English conductor and violinist

Roy Goodman (born 26 January 1951) is an English conductor and violinist, specialising in the performance and direction of early music. He became internationally famous as the 12-year-old boy treble soloist in the March 1963 recording of Allegri's Miserere with the Choir of King's College, Cambridge, under David Willcocks.

==Life and career==

Goodman was born in Guildford, studied at the Royal College of Music, and became a Fellow of the Royal College of Organists and Associate of the Royal College of Music. He has also served as Director of Music at the University of Kent in Canterbury and Director of Early music Studies at the Royal Academy of Music.

As a violinist and concertmaster, he played from 1975 to 1985 under the baton of Iván Fischer, John Eliot Gardiner, Charles Mackerras, Roger Norrington, and Simon Rattle (at Glyndebourne Opera). He was viola d'amore soloist with the Academy of St Martin in the Fields under Neville Marriner and the Philharmonia Orchestra under Vladimir Ashkenazy. He has also played as soloist on baroque violin with Frans Brüggen, Philippe Herreweghe, Christopher Hogwood, René Jacobs, Trevor Pinnock and Ton Koopman.

In July 1999 Goodman conducted the premiere of Jonas Forssell's Trädgården (The Garden) at the Drottningholm theatre in Stockholm, the first new opera to be premiered there in modern times.

As a conductor, Roy Goodman is known for his special expertise with early music, which he often directed from the violin, harpsichord or organ. He was conductor of Reading Youth Orchestra (1974–1976), founder and director of the Brandenburg Consort (1975–2001), co-director of the Parley of Instruments (1979–1986), Principal Conductor of the Hanover Band (1986–1994) and Music Director of the European Union Baroque Orchestra (1989–2004). He is Principal Guest Conductor of the English Chamber Orchestra and Director Emeritus of the European Union Baroque Orchestra. He has served as Guest Conductor with over 100 other orchestras, ensembles, and opera companies. In 2006 he made his debut with the Royal Concertgebouw Orchestra in Amsterdam and returned to San Francisco Opera to conduct a new production of Mozart’s The Marriage of Figaro.

As a conductor Goodman has made over 120 recordings ranging from Monteverdi to Copland. Goodman has also directed more than forty world premières of contemporary music.

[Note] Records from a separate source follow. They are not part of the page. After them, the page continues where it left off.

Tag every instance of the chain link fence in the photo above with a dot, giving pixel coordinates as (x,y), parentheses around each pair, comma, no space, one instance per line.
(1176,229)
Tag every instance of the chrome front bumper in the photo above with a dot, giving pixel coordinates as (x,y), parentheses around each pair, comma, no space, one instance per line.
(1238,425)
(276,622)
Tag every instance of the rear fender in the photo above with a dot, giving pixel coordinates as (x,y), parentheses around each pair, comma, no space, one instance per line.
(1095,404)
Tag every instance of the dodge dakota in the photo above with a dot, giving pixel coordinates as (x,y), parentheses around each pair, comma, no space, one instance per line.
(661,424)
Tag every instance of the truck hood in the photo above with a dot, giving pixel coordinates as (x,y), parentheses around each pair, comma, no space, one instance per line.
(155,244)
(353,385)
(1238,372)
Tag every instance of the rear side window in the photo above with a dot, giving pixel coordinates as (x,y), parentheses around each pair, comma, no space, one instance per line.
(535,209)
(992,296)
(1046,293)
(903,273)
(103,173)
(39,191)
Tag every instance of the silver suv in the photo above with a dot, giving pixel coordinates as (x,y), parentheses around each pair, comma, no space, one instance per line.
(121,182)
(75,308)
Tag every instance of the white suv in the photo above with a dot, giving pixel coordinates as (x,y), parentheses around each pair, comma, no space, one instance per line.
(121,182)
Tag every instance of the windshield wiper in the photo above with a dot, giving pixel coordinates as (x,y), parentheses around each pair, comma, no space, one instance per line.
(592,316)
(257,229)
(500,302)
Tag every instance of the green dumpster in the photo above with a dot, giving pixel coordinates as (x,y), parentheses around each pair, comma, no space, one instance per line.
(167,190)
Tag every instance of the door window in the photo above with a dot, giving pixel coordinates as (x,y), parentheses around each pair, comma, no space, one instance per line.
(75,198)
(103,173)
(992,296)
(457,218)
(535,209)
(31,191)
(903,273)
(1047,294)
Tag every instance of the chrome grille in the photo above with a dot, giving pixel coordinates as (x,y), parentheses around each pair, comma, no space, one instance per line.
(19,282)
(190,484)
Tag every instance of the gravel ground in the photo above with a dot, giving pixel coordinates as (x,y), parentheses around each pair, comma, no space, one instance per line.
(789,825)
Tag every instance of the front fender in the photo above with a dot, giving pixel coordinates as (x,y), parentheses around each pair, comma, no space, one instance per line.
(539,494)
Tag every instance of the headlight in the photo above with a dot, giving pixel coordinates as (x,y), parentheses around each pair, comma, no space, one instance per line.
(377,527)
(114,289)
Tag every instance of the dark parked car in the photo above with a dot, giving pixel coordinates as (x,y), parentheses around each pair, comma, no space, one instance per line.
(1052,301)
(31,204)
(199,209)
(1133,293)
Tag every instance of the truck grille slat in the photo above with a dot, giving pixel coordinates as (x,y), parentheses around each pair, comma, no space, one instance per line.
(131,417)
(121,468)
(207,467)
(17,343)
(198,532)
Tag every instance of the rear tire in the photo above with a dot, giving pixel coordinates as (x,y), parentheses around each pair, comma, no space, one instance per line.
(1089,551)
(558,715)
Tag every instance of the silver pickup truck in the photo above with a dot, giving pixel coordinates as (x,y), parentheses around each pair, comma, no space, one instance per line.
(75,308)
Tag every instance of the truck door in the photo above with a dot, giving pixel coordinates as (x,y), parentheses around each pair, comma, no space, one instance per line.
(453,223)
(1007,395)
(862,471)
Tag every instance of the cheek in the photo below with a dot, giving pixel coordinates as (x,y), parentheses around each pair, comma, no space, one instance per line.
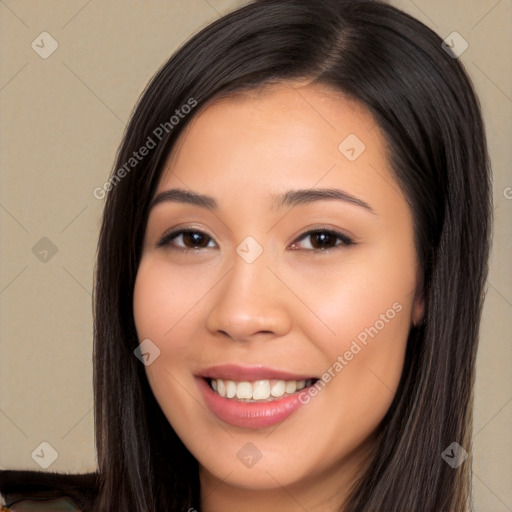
(164,299)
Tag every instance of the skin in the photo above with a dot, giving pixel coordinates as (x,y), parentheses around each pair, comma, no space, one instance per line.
(293,308)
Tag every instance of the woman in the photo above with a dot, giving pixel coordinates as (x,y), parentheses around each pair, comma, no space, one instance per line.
(290,270)
(240,404)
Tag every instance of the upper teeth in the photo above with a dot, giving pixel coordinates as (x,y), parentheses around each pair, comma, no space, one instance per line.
(258,390)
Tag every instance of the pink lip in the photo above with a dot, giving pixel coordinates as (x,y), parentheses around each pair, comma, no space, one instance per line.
(248,373)
(251,415)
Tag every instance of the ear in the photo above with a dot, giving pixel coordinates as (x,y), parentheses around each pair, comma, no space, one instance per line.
(418,305)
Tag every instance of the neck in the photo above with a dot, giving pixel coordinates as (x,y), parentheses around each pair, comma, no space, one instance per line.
(326,491)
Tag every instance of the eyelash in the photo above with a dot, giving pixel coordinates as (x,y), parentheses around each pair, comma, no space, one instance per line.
(345,240)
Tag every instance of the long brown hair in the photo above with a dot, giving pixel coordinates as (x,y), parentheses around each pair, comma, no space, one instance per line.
(424,103)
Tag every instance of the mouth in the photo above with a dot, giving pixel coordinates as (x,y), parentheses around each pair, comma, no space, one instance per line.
(265,390)
(252,397)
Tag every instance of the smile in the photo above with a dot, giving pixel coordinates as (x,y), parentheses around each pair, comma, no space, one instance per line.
(258,391)
(252,397)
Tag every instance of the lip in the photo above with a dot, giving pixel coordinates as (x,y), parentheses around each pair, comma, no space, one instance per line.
(248,415)
(249,373)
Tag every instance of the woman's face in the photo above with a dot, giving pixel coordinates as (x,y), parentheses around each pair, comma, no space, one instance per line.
(300,267)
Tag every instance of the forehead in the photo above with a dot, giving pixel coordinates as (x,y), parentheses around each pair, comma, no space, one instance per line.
(294,133)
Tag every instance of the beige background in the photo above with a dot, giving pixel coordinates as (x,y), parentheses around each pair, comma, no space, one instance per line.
(62,120)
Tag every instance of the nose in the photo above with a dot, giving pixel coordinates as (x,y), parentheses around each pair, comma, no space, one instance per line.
(250,302)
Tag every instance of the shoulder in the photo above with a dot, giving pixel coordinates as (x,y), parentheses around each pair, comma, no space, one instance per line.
(76,490)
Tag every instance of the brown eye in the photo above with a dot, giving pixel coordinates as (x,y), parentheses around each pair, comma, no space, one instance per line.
(323,240)
(186,239)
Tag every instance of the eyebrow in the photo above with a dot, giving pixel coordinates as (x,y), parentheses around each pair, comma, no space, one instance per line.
(290,198)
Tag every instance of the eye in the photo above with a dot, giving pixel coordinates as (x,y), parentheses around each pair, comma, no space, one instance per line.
(321,240)
(185,239)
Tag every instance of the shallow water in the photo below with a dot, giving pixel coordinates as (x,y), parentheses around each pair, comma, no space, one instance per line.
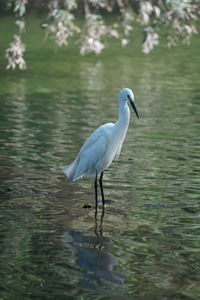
(145,244)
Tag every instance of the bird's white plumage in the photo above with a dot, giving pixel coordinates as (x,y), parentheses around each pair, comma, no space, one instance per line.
(103,145)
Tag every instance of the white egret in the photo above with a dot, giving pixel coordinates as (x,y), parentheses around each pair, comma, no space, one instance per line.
(103,145)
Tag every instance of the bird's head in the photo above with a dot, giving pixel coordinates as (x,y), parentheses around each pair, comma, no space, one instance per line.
(127,96)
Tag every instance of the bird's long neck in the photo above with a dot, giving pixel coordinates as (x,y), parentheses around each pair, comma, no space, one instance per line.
(124,114)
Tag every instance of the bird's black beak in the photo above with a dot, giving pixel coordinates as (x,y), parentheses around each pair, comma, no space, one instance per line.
(133,106)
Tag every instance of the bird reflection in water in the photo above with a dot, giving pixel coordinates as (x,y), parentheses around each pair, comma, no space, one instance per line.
(98,264)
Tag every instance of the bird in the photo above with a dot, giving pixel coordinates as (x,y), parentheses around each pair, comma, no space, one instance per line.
(103,146)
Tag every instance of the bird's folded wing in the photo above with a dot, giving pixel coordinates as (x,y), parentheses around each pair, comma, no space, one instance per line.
(89,158)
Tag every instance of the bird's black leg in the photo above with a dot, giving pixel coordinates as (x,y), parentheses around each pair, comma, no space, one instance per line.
(96,192)
(101,187)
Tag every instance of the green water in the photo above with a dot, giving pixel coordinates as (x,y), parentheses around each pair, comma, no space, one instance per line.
(146,244)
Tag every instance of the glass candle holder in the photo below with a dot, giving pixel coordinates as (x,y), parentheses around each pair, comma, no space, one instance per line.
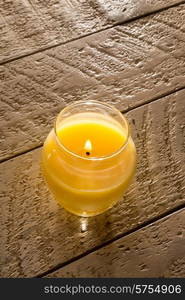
(89,157)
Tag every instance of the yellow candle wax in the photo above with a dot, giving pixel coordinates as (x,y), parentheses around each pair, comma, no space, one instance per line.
(88,161)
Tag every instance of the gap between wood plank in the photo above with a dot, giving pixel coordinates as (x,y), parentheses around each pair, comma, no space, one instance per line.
(123,111)
(89,34)
(116,238)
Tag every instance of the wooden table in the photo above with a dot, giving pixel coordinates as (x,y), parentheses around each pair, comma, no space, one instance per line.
(130,53)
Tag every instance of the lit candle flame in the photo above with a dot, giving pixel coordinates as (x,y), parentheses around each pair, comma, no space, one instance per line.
(88,147)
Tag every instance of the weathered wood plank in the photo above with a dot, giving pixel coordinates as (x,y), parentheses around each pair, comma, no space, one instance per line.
(29,25)
(125,66)
(37,235)
(155,251)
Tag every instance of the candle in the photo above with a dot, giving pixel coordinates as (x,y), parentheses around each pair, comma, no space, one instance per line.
(89,157)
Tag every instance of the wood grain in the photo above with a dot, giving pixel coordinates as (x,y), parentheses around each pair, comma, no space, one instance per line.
(36,235)
(125,66)
(31,25)
(155,251)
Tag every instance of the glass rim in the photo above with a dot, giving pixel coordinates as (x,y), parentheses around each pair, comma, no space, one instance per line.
(92,158)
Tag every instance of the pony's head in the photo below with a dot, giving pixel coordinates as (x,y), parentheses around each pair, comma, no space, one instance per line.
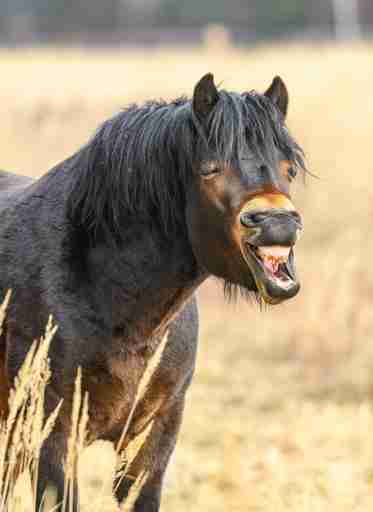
(215,170)
(241,221)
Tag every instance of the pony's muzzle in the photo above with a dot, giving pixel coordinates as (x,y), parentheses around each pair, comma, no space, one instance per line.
(275,226)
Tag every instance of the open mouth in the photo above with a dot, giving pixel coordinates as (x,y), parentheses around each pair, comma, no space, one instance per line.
(273,270)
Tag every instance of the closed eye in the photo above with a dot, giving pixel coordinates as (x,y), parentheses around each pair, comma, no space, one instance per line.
(292,173)
(210,169)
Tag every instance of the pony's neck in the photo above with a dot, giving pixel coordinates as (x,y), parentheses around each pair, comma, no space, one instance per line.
(146,282)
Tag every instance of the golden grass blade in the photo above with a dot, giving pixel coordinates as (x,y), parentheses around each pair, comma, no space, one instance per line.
(134,493)
(4,307)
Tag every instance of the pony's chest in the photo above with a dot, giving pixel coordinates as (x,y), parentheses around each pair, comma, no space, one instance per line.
(132,385)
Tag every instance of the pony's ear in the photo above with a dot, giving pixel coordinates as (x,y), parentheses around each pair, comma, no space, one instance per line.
(278,94)
(205,96)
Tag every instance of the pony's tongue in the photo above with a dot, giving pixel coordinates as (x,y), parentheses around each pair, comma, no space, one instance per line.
(273,256)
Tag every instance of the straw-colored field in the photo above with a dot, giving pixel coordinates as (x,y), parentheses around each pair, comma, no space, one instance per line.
(280,414)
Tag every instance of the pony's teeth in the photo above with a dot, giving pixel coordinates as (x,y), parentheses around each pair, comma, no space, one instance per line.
(279,252)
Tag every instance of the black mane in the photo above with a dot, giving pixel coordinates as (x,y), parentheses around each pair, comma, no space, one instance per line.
(139,161)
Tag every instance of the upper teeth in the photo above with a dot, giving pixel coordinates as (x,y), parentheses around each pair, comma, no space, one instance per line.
(277,252)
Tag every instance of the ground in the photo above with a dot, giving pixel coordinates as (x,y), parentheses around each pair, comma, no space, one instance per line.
(279,416)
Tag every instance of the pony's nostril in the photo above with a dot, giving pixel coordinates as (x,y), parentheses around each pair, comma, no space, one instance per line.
(252,219)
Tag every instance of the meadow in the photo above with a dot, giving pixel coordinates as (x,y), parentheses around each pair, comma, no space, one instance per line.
(280,413)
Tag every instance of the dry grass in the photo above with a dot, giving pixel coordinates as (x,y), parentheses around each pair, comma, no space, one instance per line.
(279,416)
(26,429)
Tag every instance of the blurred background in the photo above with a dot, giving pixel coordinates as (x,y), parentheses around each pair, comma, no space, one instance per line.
(279,416)
(168,21)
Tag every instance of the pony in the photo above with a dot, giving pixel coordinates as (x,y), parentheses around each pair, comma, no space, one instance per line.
(114,242)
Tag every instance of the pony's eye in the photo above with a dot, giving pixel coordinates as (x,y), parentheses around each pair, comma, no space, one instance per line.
(292,173)
(210,169)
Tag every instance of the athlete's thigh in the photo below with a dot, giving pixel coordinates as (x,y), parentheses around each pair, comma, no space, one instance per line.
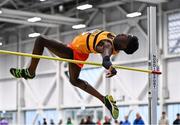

In 2003, Goodman pleaded guilty to operating his 24 foot trailer-sailer yacht Royana while under the influence of alcohol. Goodman ran this small yacht aground on Calshot Spit, near Southampton.

Roy Goodman made his New Zealand debut in 2007, performing a series of Baroque concerts. Following the enthusiastic response of audiences and critics, he accepted the position of Principal Guest Conductor for the Auckland Philharmonia Orchestra, which he held until 2011. In 2010, he made his debut at the Sydney Opera House with three concerts, and in 2011 he was affectionately named the "Rafa Nadal of conductors" by Radio New Zealand. He has three children and five grandchildren.